假太子监国,尤物帝后太撩人?

第六十八章 一较高下


    大乾当下的局势,可不是一般的差啊。
    边关动乱不停,国内权臣谋逆之心,昭然若揭,各种势力,在暗流涌动不说。
    中原那边,灾荒频繁。
    而皇帝,还有继位者,又昏庸不堪。
    这怎么看,都是亡国有日。
    在这样的情况下。
    国力衰微,所以,人才也会因此,而少上许多。
    这是非常正常的。
    因为人才,可是需要国力支持,才能够培养出来。
    一个合格的人才,想要诞生出来,其势必,要经过漫长的培养,而国力衰微的情况下,老百姓们,吃饭都尚且,成问题。
    饿死的人,数不胜数,在这样的情况下。
    连生存,尚且都成了问题,又有多少人,会钻研这学问?
    这诗词,也亦是要因此,而衰微起来。
    才子们的数量,自然,也会少上许多,而这个道理,云裳自然是懂得的,此刻,看着场上,这些才子们,云裳能够感觉到,大乾是越来越不行了。
    当然,这对她而言,未尝不是一件好事。
    想至这里,云裳眸子微动。
    或许,只要这样下去,距离他们太平教成事,就已然不远了……
    云裳正想着这些的时候。
    场上,一个青衣青年,睥睨着周遭,看着周围,那一个又一个登场之后,结果,又灰溜溜的下来的青年,他不由的,露出得意之色。
    就凭你们,也想赢得云裳的芳心?
    痴心妄想。
    只有我,才佩赢得,这云裳的芳心!
    你们,算什么东西。
    云裳是我的!
    只见到,青衣青年,缓步上前,竟然,不顾云裳的同意,直接的登上了诗台。
    “你要干什么?”
    “快滚下来,这是你上去的地方吗。

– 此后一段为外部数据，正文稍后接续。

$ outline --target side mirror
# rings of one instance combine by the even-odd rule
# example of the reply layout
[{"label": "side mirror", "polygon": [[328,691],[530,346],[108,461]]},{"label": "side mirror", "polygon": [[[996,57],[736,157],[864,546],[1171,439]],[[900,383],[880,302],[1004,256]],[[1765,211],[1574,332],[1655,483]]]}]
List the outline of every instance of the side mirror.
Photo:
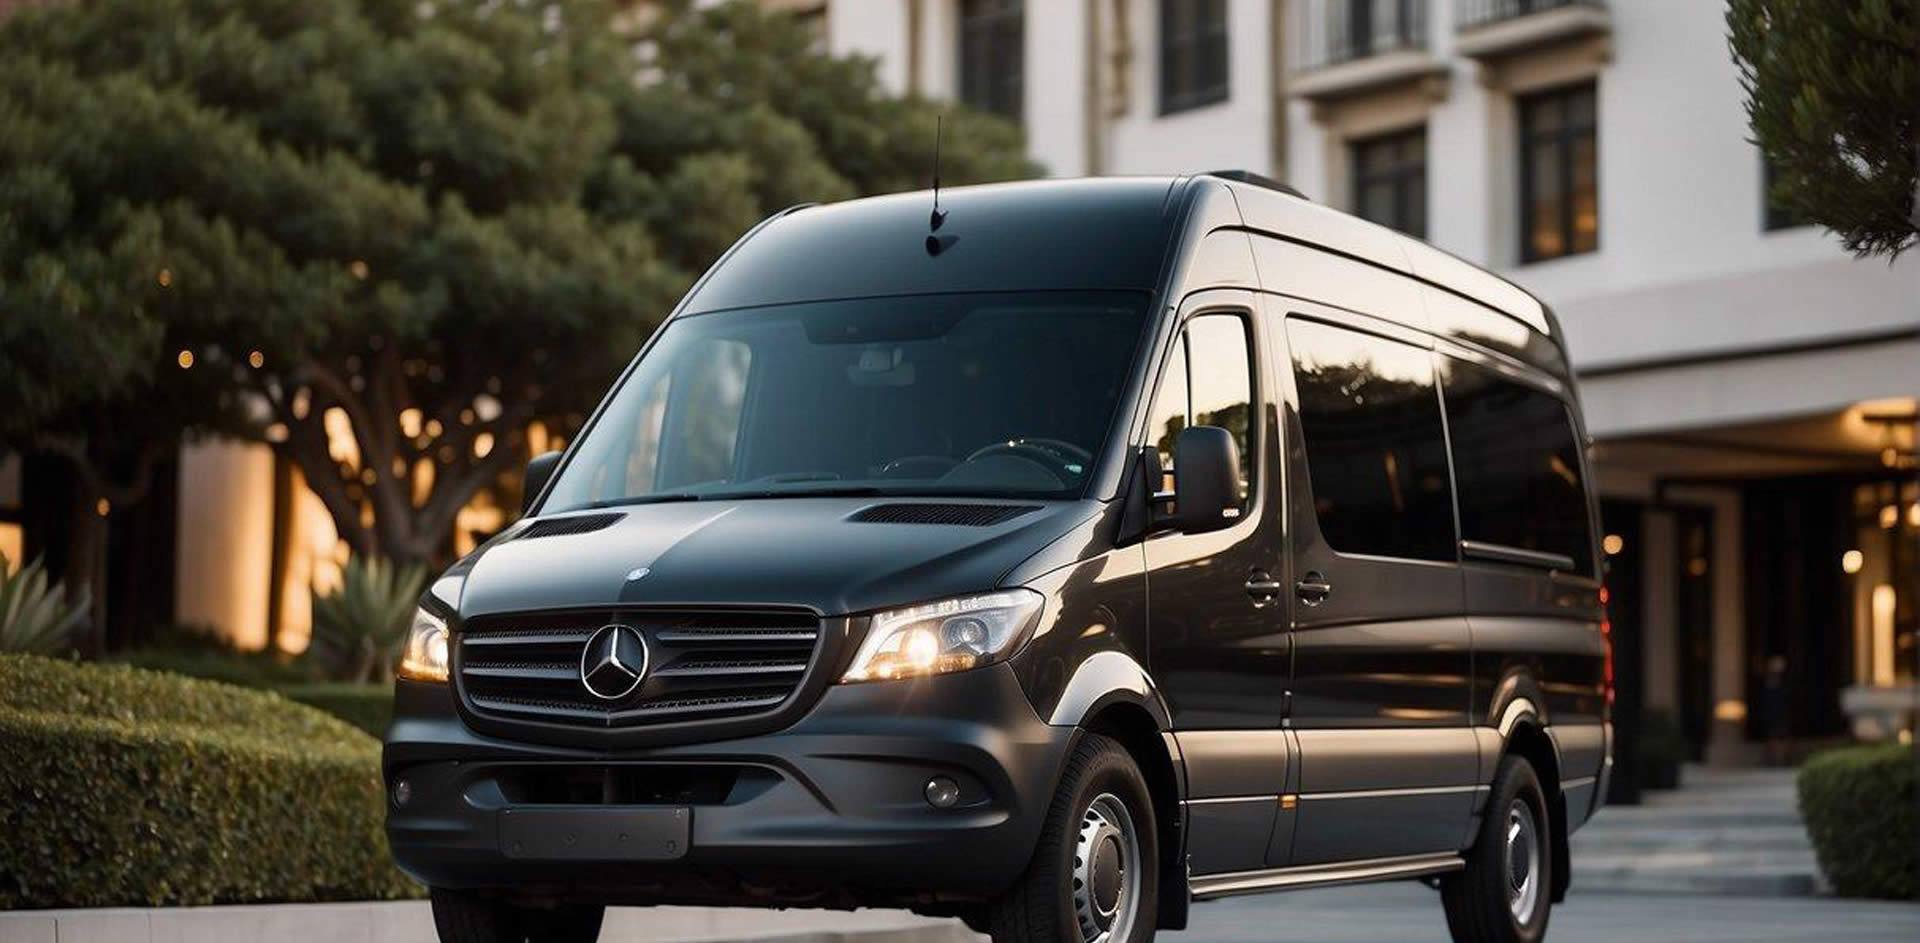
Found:
[{"label": "side mirror", "polygon": [[1219,426],[1180,430],[1173,442],[1172,523],[1189,534],[1231,526],[1240,518],[1240,447]]},{"label": "side mirror", "polygon": [[560,465],[559,452],[547,452],[535,455],[527,463],[527,474],[520,479],[520,513],[533,509],[533,499],[540,496],[547,486],[547,479],[553,477],[553,470]]}]

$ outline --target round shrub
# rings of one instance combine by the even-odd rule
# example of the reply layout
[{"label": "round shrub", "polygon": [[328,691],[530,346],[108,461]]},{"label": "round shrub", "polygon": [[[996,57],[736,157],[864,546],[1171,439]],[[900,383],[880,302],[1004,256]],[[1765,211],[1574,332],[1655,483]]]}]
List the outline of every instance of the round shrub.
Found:
[{"label": "round shrub", "polygon": [[1886,743],[1817,754],[1800,768],[1799,786],[1800,815],[1835,893],[1914,896],[1920,831],[1912,747]]},{"label": "round shrub", "polygon": [[273,694],[0,655],[0,909],[417,893],[379,743]]},{"label": "round shrub", "polygon": [[317,707],[376,737],[393,723],[393,685],[322,681],[274,688],[288,700]]}]

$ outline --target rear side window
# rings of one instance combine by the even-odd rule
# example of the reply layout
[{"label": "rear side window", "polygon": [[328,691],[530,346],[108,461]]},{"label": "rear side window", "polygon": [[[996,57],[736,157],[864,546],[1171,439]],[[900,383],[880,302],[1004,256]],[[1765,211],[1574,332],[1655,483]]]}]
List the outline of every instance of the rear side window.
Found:
[{"label": "rear side window", "polygon": [[1432,355],[1313,321],[1288,320],[1287,340],[1327,544],[1342,553],[1455,559]]},{"label": "rear side window", "polygon": [[1573,416],[1558,397],[1458,360],[1442,385],[1467,540],[1557,553],[1593,572]]}]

”
    周遭,所有人看到了这青衣青年后,顿时呵斥道。
    “我有一诗,还请云裳姑娘静听。”
    青年自信满满道,云裳微微颔首,明显,是要给一个机会。
    得到了允许后,青年露出激动之色,而场上众人的讥讽声,却接二连三的,响彻而起。
    “这家伙也会做诗?”
    “是啊,看他穿着的衣裳,那么破,大概连书都不曾读过,又怎么会作诗呢?”
    “真是丢人现眼。”
    “就不该让他进这诗会,以至于,影响了这诗会的逼格。”
    “罢了罢了,这厮用不了多久,就会被赶下台的。”
    听着耳边的讥讽之声,青衣青年面露阴冷,他睥睨着在场,心说,你们这些,无知的家伙,又岂会知道,我这首诗,有多么的好。
    说至这里,他深情的看向了云裳。
    而云裳,这时候才发现。
    此人,似乎,略有些熟悉。
    只时,一时间云裳无法,认出来此人究竟是何许人也。
    这令云裳,不由的诧异。
    这时,青衣青年,则是微咳了几声。
    又引得了,场上众人的不满。
    “要作诗就快点,别在这浪费大家时间行不行?”
    “大伙哪有那么多功夫,听你在这里浪费时间?”
    周遭的声音响彻而起,青衣青年,却不动如山,陈锐见状,饶有兴趣道。
    “有意思。”
    旁边的宛清,却嗤之以鼻。
    “有什么意思啊?”
    “无非,又是一只癞蛤蟆而已。”
    “这场上,难道就无一个,有诗才的吗?”
    呃,也难怪,宛清会发出,这样的抱怨。
    等了这么久。
    场上竟然,一首堪当一提的诗作,都未尝出来,这令她,是失落极了。
    因为,这难道,就是大乾的才子吗?
    要是大乾的才子,都是这般的话。
    那大乾的江山社稷,可就危险了啊。
    毕竟,一个国家的人才,都是这种水平,这样的酒囊饭袋。
    大乾的江山社稷,又岂能够不危险?
    “此人的底气,似乎是足了一些,或许,是早做准备。”
    陈锐呵呵笑着说道。
    旋即,看向了那青年。
    而青年,则终于,吟出来了自己那首诗。
    “白玉堂前春解舞,东风卷得均匀。蜂团蝶阵乱纷纷,几曾随逝水,岂必委芳尘。”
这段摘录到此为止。